After Melly's note I was desperately hunting down a 50cc green model in black but without any luck. Then I heard that next months 'Drive away awning monthly' will publish results from EuroNCAP. The crash test results are poor concluding that these things are poTENTial death traps. Occupant safety is particularly poor with crash test dummies being struck by barbecues etc. Pedestrian safety is said to be good though as some are given a seat on landing.

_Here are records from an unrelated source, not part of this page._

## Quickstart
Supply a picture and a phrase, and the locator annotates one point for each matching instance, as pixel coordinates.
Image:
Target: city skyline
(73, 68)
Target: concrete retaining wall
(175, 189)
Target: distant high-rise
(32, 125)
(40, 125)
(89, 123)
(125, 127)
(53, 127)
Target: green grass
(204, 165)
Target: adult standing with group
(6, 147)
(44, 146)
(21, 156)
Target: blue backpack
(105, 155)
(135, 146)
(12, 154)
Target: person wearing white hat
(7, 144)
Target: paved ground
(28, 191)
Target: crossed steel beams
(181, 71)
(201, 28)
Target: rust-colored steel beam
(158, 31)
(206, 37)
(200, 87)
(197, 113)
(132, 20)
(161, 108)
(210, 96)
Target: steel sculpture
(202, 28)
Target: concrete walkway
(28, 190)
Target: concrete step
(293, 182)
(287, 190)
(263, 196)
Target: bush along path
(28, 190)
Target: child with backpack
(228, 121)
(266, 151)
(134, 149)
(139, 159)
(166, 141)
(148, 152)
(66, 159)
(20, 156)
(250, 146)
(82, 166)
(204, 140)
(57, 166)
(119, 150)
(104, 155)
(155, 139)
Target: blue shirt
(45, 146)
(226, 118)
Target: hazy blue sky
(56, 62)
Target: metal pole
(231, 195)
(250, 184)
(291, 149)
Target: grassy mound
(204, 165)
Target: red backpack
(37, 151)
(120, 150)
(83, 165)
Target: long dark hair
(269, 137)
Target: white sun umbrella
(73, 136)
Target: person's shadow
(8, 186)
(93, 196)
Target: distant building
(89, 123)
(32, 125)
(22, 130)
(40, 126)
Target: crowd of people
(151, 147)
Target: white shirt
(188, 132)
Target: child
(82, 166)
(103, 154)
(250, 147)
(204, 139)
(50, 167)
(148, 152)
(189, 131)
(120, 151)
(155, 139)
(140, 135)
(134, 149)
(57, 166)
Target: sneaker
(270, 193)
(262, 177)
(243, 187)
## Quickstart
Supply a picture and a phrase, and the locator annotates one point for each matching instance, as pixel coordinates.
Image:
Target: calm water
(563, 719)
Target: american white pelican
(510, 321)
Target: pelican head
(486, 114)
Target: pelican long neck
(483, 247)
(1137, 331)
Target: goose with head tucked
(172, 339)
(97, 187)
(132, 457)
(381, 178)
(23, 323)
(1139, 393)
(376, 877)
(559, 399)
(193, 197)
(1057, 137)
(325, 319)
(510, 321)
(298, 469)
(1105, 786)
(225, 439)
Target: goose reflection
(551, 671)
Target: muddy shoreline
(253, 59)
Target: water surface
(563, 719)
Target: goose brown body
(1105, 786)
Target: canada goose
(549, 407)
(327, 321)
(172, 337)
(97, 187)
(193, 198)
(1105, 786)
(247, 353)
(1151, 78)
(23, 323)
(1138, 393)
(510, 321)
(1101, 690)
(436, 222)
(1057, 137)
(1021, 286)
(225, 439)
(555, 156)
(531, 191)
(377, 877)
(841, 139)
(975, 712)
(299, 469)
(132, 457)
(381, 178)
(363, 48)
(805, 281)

In Sweden the DAA has failed the elk test. 

Keith.


----------



## DTPCHEMICALS (Jul 24, 2006)

Wait while 1 April the 98 cc automatic model comes out in various shades of Black

Dave


----------



## nicholsong (May 26, 2009)

Awning thread 'sagging'?


----------



## rosalan (Aug 24, 2009)

This thread needs pegging down as performance is limited to ten T. However with a good wind behind it economy can be outstanding.


----------



## TeamRienza (Sep 21, 2010)

nicholsong,

you might think it is sagging, but some of us are on 'tenterhooks' for the next post  


No awning allowed.

Davy


----------



## CPW2007 (Aug 17, 2007)

I never get the chance to find out 'cos they always "drive away" before I get to them   :lol: :lol: 

Regards

Chris


----------



## Pudsey_Bear (Sep 25, 2008)

Woof Woof Woof :lol: :lol: :lol:


----------



## BwB (Dec 5, 2009)

I'm saving up for a Porch 911 Turbo


----------



## DTPCHEMICALS (Jul 24, 2006)

On my way home from having a new tyre fitted on Suzuki this afternoon I was overtaken by one in trafficdoing at least 6mph 
The four occupants, young hoodie wearing yobs were throwing their Mc Donalds wrappers and drinks containers out of the raised side panels.

Dave p


----------



## kc10 (Jan 28, 2010)

6mph - wow. Must have been the 50cc version.


----------



## DTPCHEMICALS (Jul 24, 2006)

it was in two tone blue with twin racing stripes. :lol: :lol:

Dave p


----------